Again, Aldin took her hand into his forepaws and patted it like the previous day. “Is okay,” he spoke in English. He turned to Orlan and said it again, “Is okay.” He yawned and switched to (chitter)speak. “No words (chitter),” switching to their language, “for,” and then English, “Is okay.” He drooped his tail and finished in (chitter)speak, “Elders do same Orlan Ohfril land my home. Aldin sleep first?”
“Yes, we all sleep first,” Orlan replied. Aldin repeated it slowly. Orlan indicated he wanted to talk to Aouphril alone. Aldin nodded and went in.
“There is no choice, Aouphril,” he said as he brushed tears from her eyes. “At least he seems to understand. When I get back to my apartment, I’ll make the call as soon as I figure out who we should contact. Or I’ll wait until morning at the latest.” He paused and looked in her eyes, “Will you be alright alone with him, or do you want me to stay here with you.”
“Aldin isn’t a threat. I’ll be fine. I just hope he will be alright.”

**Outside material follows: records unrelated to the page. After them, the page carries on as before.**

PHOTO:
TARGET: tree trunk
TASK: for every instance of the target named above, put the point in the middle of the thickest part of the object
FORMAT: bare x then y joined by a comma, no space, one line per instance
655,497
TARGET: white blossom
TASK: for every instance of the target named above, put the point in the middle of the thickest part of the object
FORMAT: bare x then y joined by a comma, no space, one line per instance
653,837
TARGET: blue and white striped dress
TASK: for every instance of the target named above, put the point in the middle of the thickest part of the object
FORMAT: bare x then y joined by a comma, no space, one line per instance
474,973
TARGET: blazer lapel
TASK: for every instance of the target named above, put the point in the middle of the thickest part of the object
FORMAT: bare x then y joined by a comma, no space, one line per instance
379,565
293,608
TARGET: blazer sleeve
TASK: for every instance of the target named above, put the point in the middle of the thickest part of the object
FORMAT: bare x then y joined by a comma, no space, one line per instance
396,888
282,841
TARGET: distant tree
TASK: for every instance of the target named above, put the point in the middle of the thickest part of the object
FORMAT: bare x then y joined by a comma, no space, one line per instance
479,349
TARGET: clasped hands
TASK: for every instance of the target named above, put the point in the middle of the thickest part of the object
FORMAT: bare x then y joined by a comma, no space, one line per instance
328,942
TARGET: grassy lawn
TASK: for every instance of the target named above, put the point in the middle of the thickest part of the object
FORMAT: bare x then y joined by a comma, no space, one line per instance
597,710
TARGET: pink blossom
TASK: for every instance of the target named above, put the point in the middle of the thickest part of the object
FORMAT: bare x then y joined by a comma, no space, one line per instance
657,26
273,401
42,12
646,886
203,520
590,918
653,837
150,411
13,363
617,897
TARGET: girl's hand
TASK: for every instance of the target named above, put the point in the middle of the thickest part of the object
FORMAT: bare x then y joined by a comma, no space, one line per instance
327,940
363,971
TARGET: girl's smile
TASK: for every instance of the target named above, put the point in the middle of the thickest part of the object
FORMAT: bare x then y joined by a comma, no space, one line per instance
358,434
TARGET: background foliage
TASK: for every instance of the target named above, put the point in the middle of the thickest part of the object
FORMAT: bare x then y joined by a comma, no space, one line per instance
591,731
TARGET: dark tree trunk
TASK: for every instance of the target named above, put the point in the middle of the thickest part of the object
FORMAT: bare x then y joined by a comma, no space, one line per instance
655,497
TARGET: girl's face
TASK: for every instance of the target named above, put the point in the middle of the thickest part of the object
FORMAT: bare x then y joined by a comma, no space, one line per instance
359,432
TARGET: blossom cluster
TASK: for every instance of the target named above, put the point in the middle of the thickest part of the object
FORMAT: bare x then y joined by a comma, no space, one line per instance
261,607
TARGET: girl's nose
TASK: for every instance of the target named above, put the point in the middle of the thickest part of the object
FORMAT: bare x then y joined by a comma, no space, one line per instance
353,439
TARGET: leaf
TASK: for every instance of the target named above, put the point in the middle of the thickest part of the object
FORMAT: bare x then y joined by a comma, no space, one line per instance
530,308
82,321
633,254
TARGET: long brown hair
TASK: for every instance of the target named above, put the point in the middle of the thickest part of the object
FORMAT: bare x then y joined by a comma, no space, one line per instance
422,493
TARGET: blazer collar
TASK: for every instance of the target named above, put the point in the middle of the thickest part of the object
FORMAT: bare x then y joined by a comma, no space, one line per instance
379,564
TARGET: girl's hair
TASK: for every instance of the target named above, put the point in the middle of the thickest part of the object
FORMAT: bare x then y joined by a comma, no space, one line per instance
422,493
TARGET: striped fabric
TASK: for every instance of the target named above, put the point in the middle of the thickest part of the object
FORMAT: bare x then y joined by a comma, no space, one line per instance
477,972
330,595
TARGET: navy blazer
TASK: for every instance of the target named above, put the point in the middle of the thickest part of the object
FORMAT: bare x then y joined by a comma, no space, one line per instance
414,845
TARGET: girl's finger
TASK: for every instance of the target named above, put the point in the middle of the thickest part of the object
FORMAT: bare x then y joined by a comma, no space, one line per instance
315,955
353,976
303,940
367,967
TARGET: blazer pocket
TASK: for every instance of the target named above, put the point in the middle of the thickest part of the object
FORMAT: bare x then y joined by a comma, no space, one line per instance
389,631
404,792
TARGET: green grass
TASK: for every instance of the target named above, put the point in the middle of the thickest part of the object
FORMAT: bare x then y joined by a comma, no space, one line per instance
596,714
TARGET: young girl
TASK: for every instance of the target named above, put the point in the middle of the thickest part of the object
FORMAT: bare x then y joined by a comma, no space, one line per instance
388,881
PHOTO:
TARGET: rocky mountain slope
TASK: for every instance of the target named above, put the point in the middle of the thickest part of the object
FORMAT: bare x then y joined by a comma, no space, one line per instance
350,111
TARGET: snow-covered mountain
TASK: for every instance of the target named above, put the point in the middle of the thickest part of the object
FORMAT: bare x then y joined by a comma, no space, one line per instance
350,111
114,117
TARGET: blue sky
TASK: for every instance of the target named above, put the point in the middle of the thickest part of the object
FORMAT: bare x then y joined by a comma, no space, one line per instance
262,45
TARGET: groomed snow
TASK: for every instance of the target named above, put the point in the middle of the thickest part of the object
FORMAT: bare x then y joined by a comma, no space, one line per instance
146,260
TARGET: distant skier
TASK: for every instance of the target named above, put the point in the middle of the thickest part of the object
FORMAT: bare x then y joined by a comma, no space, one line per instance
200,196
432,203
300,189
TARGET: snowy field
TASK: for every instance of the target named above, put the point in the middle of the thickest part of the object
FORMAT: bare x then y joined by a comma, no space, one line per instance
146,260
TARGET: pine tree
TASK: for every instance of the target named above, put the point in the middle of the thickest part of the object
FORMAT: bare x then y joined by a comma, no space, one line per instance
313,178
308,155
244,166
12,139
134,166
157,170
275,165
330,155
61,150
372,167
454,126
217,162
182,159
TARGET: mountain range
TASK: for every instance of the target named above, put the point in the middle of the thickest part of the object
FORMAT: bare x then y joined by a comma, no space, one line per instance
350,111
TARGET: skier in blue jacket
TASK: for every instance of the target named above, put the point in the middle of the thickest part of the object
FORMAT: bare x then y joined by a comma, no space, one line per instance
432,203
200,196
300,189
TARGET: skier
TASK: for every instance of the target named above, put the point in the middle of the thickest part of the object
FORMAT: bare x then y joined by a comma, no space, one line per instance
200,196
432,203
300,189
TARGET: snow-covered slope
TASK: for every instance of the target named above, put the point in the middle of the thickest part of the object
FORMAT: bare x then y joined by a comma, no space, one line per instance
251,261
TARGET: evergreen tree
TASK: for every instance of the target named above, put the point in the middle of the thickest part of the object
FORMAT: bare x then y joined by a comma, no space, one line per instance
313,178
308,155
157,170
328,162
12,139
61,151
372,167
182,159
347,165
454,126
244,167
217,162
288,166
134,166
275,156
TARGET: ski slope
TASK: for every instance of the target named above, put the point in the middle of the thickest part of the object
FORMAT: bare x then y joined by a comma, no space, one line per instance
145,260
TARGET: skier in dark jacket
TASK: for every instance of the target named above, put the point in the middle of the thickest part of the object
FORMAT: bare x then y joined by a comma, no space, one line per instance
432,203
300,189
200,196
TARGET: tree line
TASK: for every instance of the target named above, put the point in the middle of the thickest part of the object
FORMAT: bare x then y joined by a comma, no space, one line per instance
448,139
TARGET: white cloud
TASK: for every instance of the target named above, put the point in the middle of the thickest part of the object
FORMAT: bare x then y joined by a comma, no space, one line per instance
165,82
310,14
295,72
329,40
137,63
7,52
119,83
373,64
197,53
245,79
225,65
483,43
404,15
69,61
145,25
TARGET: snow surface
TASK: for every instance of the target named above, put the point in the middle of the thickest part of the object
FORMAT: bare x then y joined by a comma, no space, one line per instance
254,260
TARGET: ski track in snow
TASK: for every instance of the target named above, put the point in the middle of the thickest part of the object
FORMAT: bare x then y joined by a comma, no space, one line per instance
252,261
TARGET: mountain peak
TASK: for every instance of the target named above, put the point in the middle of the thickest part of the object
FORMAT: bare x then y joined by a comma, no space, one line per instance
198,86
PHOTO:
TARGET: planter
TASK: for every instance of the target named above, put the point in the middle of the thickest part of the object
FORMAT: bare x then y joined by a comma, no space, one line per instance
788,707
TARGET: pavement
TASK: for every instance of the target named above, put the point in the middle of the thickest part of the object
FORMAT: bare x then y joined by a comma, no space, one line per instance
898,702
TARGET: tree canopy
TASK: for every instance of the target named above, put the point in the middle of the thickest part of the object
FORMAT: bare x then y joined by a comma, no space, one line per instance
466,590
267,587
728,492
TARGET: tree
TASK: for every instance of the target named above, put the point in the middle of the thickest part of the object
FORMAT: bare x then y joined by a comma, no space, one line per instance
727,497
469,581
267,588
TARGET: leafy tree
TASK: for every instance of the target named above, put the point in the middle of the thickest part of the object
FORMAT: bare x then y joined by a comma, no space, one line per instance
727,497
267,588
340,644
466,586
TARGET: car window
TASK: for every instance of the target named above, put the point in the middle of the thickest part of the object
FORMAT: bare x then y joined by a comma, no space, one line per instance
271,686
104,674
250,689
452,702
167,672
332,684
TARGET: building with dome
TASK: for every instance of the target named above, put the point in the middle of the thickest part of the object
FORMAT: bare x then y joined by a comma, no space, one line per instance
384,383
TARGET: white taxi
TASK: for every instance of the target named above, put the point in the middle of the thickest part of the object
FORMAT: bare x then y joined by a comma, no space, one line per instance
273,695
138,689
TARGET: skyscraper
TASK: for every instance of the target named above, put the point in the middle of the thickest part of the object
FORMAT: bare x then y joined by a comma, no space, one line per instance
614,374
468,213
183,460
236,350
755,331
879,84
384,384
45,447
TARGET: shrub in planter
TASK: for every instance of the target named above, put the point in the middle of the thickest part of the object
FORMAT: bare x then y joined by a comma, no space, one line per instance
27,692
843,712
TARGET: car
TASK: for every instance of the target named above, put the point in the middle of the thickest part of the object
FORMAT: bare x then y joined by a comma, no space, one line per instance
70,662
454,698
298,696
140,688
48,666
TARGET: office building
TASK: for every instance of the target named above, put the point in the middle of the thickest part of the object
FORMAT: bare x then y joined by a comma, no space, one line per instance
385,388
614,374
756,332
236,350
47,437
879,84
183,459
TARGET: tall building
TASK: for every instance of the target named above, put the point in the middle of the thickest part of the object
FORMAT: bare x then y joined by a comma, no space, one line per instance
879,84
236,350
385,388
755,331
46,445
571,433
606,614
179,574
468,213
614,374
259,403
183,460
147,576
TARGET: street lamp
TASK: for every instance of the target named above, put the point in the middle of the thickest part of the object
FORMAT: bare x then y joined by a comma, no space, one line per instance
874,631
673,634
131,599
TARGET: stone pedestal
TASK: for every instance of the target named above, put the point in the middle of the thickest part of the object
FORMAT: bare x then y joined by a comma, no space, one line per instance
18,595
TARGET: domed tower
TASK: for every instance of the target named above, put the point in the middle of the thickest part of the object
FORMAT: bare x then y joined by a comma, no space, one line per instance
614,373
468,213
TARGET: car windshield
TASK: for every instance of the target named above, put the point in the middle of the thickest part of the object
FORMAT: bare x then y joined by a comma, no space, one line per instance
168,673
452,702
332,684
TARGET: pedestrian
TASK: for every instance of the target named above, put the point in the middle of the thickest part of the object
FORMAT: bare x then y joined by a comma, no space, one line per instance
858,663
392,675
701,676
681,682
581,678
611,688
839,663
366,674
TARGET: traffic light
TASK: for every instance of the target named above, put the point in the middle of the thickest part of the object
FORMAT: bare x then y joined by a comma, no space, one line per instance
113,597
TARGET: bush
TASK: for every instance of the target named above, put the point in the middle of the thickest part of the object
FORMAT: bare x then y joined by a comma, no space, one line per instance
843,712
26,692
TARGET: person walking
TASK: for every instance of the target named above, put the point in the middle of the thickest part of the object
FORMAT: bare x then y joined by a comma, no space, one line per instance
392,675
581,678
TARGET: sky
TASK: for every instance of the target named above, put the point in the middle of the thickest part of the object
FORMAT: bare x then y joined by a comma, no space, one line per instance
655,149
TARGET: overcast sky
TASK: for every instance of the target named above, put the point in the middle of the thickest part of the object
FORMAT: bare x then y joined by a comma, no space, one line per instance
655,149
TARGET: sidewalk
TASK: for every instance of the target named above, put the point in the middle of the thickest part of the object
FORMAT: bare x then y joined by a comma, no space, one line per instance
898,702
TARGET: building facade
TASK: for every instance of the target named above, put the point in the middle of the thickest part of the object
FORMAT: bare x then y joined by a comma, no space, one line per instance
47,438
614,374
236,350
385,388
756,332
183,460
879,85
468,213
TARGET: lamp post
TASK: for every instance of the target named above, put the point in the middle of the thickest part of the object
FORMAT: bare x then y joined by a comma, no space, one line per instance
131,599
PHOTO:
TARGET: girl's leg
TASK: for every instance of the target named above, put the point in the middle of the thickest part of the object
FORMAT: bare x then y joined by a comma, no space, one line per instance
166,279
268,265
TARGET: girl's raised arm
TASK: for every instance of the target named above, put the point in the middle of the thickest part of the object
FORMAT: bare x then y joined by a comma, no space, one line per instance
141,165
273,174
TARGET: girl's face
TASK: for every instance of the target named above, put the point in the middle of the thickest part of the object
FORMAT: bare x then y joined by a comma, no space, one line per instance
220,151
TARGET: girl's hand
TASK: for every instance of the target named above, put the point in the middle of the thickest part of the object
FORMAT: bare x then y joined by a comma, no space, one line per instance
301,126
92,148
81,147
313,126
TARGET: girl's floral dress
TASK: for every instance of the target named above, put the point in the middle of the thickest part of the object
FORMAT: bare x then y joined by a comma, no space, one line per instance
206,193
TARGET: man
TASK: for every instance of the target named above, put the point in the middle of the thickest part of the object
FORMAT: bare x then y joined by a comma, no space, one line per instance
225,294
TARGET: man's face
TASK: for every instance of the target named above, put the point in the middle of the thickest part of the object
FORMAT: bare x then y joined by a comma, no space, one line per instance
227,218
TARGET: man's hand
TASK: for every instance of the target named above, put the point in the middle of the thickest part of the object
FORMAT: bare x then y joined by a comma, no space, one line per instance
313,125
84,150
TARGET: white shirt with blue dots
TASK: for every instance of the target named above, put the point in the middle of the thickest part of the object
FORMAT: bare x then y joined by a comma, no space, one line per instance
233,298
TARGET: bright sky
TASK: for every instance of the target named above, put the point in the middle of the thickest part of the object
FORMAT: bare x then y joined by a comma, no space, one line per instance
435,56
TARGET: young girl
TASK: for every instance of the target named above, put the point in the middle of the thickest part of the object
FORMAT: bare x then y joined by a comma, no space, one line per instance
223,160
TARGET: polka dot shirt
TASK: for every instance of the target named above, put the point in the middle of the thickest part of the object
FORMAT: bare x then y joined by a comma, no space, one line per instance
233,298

“Me too. If what he said is true, he must be really scared deep inside. How would you react if you found yourself in a strange place without even a common language?”
She nodded. “This place was a little strange compared to home when I moved here for college, Orlan. But at least we all speak the same language. I don’t think I could remain that calm if I was in Aldin’s place.”
They hugged and he got into his hovercraft. Aouphril entered her home as he pulled away. She found Aldin already fast asleep curled-up on one of her sitting cushions. He had left her hammock alone so she could have it.